Cette attitude reflète l'une des leçons qu'il a apprises de son maître. Ce qui l'a le plus marqué n'était ni l'ambition ni le succès commercial, mais la vision de quelqu'un qui fabriquait de la poterie parce qu'il aimait véritablement la matière et le travail lui-même.
Cette même conviction continue de guider Kosako Hajime aujourd'hui.
Il espère que les personnes qui utilisent Omi Shimoda ware trouveront des moments de sens dans la vie quotidienne—qu'il s'agisse de préparer un repas, de servir un plat favori, ou de se réunir autour d'une table en famille.

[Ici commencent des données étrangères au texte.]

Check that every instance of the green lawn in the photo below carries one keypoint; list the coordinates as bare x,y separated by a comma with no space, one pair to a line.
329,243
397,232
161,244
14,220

L'effort pour maintenir Omi Shimoda ware s'étend au-delà du four lui-même. Avec sa femme, Kosako organise également des ateliers de poterie et des expériences de peinture dans les écoles locales et lors d'événements communautaires. Ces activités offrent aux participants l'opportunité de s'engager directement avec l'artisanat, d'acquérir une appréciation plus profonde des traditions qui le sous-tendent, et de découvrir l'attrait de Omi Shimoda ware à travers des expériences pratiques. Plutôt que de simplement voir la poterie comme des pièces finies, les participants sont encouragés à découvrir le soin, la compétence et l'histoire qui façonnent chacune d'elles. Dans un monde qui encourage souvent la commodité et la rapidité, Kosako voit de la valeur dans les objets qui invitent les gens à ralentir et à apprécier des expériences simples.
Pour Kosako, préserver Omi Shimoda ware ne consiste pas à recréer le passé exactement tel qu'il était. Il s'agit de transmettre une manière de faire et une manière de vivre qui ont encore du sens aujourd'hui. L'histoire de la survie et de la continuation de Omi Shimoda wareest, à bien des égards, extraordinaire. Pourtant, sa continuation dépend de quelque chose de remarquablement ordinaire : l'acte quotidien de façonner l'argile, de cuire les fours et de fabriquer des récipients destinés à être utilisés.